Step 2: Enable Standalone Output
Next.js can generate a standalone build with only necessary dependencies:
// next.config.js
module.exports = {
output: 'standalone',
};
Step 3: Use a Distroless Base
For the final image, I switched to Google's distroless Node.js image:
FROM gcr.io/distroless/nodejs20-debian12
WORKDIR /app
COPY --from=builder /app/.next/standalone ./
COPY --from=builder /app/public ./public
EXPOSE 3000
CMD ["server.js"]
Distroless images contain only the application and its runtime dependencies — no package manager, shell, or unnecessary utilities.

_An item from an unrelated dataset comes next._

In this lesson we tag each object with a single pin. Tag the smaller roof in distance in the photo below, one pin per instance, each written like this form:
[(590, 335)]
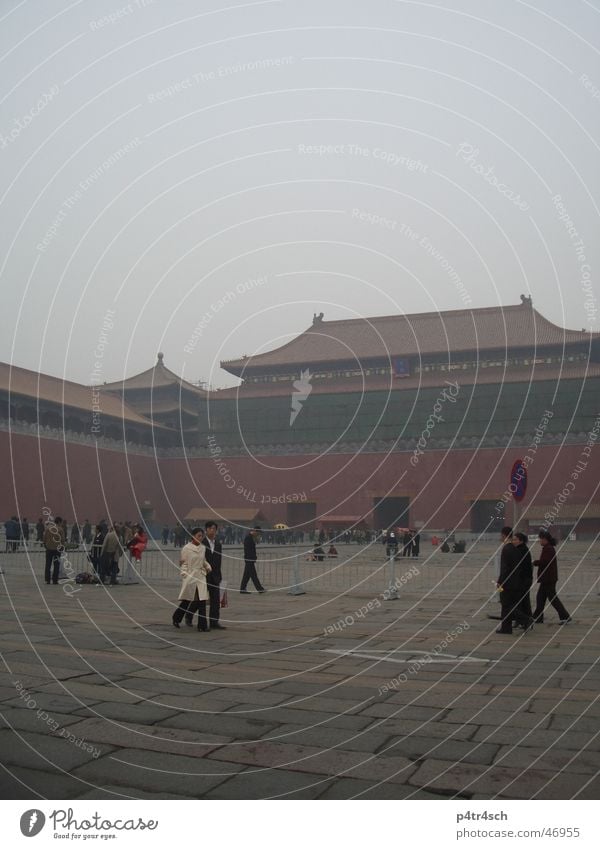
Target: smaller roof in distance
[(63, 393), (153, 378)]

Step 4: Optimize Layer Caching
Reorder Dockerfile instructions to maximize cache hits:
COPY package*.json ./
RUN npm ci --only=production
COPY . .
By copying dependency manifests first, npm ci only re-runs when dependencies actually change.
Security Bonus
The final distroless image:
- Has no shell for attackers to exploit
- Contains no package manager for privilege escalation
- Minimizes the software supply chain
Trivy scans went from 200+ vulnerabilities to under 10.
Results
| Metric | Before | After | Improvement |
|---|---|---|---|
| Image size | 1.2GB | 120MB | -90% |
| Build time | 4m 30s | 2m 10s | -52% |
| Vulnerabilities | 200+ | <10 | -95% |
| Deploy time | 45s | 8s | -82% |
Quick Wins for Any Dockerfile
- Use multi-stage builds
- Choose minimal base images (
alpine,slim, ordistroless) - Copy dependency files before source code
- Remove build dependencies and caches
- Use
.dockerignoreaggressively
Small images are faster, cheaper, and more secure. The optimization effort pays for itself in every deployment.